Recent reporting across the security press has tracked a meaningful uptick in attacks targeting small-business and consumer software — not just enterprise tools. Home NAS drives, smart home hubs, password managers, and VPN clients have all been vectors in documented incidents over the past two years. The supply chain is the attack surface, and it is enormous.

Frameworks like in-toto matter because they shift verification earlier in the chain. But their adoption depends on vendors choosing to implement them, which depends on market pressure or regulation — neither of which moves fast enough to protect your household this month.

What we'd actually do

Stop auto-updating everything, all at once. Set critical-but-sensitive software — your password manager, VPN client, and home network firmware — to notify rather than auto-install, then wait 48 to 72 hours after a release before applying it. This is not paranoia; it is the same logic as waiting for a software patch to prove stable before deploying it in a production environment. Weaponized updates are sometimes caught and pulled within days. You don't need to be the first user.

Shrink the software surface on devices that touch your finances. The laptop or tablet you use for banking and tax documents should have the fewest apps of any device in your home. Each additional app is an additional supply chain you cannot audit. One device, one purpose, fewer vectors.
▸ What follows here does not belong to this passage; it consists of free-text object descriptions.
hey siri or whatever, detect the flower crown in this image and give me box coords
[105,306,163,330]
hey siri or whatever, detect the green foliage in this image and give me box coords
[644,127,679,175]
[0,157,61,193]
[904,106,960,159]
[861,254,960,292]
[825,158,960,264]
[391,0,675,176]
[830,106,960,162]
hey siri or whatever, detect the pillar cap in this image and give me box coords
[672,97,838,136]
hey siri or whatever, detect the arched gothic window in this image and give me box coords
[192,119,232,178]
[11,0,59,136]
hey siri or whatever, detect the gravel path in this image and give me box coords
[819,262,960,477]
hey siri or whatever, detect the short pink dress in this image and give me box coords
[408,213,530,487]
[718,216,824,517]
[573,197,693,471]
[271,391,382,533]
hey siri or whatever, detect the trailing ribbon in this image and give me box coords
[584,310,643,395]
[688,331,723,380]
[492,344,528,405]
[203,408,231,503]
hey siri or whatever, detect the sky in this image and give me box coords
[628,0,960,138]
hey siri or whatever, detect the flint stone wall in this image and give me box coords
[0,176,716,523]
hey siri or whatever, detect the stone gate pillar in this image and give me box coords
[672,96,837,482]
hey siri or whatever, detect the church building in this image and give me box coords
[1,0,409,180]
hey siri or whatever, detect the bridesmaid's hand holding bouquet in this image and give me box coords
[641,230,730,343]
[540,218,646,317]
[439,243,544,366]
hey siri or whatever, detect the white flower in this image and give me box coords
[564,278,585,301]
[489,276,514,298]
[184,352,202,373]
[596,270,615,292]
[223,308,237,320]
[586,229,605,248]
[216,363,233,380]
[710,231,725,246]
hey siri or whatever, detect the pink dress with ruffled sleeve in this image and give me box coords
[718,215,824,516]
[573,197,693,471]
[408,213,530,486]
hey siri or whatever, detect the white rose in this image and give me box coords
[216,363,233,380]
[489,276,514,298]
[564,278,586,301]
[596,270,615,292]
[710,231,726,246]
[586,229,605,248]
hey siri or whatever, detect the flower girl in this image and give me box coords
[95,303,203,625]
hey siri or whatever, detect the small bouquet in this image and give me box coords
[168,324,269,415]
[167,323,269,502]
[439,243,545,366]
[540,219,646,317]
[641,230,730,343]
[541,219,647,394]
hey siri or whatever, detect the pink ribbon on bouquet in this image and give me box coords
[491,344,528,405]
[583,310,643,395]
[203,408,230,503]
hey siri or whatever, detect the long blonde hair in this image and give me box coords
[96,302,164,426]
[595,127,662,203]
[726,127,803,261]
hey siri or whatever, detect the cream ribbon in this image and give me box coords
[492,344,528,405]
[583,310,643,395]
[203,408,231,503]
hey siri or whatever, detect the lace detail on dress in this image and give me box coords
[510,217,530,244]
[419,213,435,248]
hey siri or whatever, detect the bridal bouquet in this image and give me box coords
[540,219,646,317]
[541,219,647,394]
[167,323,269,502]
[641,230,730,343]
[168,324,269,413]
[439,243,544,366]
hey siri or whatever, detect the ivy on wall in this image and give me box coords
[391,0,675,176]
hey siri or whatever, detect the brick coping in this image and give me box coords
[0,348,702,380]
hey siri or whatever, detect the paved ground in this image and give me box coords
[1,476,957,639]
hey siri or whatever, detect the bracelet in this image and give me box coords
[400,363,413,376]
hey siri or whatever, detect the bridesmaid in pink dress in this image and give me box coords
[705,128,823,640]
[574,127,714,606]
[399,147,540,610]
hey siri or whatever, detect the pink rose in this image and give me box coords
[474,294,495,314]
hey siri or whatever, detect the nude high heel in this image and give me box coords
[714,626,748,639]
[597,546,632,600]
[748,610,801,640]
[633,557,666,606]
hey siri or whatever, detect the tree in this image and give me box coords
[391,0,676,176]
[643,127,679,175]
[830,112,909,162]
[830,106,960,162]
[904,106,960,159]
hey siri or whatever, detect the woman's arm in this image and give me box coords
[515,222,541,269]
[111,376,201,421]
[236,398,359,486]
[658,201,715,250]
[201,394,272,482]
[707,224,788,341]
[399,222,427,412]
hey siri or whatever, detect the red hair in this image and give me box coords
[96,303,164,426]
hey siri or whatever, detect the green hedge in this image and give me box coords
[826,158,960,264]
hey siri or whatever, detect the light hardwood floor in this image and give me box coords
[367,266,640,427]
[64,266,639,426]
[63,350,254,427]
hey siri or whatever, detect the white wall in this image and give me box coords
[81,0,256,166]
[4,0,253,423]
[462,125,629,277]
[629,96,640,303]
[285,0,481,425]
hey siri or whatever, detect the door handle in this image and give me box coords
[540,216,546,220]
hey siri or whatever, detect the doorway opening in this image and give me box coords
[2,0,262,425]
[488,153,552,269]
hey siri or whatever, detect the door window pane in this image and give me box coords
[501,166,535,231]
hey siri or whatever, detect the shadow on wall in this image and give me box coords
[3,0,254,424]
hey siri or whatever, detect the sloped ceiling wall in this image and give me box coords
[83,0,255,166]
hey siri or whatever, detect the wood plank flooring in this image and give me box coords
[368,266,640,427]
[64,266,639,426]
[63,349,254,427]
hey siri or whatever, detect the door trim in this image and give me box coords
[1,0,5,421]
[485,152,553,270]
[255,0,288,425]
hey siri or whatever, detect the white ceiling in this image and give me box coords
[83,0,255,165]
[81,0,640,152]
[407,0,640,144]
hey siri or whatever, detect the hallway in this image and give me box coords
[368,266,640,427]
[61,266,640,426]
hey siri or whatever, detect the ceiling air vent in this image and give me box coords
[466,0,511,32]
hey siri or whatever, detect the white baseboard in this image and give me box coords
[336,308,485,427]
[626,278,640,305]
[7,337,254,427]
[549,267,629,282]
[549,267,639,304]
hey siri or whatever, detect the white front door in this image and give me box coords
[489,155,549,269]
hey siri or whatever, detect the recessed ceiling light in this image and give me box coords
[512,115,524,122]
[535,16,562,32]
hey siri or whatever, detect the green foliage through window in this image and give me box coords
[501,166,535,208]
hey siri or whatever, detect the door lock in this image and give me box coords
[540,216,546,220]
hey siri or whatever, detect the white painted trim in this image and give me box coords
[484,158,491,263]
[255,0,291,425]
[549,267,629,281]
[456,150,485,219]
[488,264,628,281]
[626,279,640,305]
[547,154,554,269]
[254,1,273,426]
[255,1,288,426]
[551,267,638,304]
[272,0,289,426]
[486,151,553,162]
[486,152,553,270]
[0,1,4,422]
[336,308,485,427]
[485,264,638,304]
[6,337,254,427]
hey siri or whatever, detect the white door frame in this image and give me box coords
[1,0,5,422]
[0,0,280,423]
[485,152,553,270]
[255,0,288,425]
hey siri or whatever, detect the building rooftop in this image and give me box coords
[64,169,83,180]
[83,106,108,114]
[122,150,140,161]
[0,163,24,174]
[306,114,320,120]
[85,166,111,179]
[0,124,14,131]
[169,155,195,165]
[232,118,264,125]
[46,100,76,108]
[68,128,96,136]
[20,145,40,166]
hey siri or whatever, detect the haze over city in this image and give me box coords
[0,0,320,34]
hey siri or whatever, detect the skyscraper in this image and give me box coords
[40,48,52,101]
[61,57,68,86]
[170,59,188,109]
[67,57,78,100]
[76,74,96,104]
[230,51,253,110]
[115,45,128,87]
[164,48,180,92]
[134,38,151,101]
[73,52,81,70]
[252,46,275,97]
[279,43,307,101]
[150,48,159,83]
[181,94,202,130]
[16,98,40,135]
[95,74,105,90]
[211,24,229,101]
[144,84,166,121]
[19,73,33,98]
Know what's on your home network. Log into your router's admin panel — most are accessible at 192.168.1.1 or 192.168.0.1 — and look at connected devices. Write them down. If a device you don't recognize appears, that is a conversation worth having. This takes fifteen minutes and costs nothing. Most households have never done it.

Use a password manager that has a published security audit. Reputable ones publish third-party audits annually. If yours doesn't, that is a data point. If yours was recently acquired by a private equity firm or a large ad-tech company, that is also a data point. Supply chain risk includes corporate ownership changes.

Keep one offline backup of your most important files. A small external drive, updated monthly, stored somewhere other than next to your computer. This does not prevent a supply chain attack, but it limits the blast radius of one that includes ransomware.

The bigger picture

Security infrastructure is always a generation behind the threat. in-toto and frameworks like it represent serious progress, and over the next decade they will likely become baseline requirements for software distributed in regulated industries. That is genuinely good news. It is also slow news.

In the meantime, the household-level posture that holds up across most digital threats is the same: reduce surface area, delay automatic trust, maintain offline redundancy, and know what you have. None of that requires a cybersecurity degree. It requires fifteen minutes on a Tuesday.

Durability is not about having the perfect system. It is about being slightly harder to compromise than average, and knowing what to do if something slips through anyway.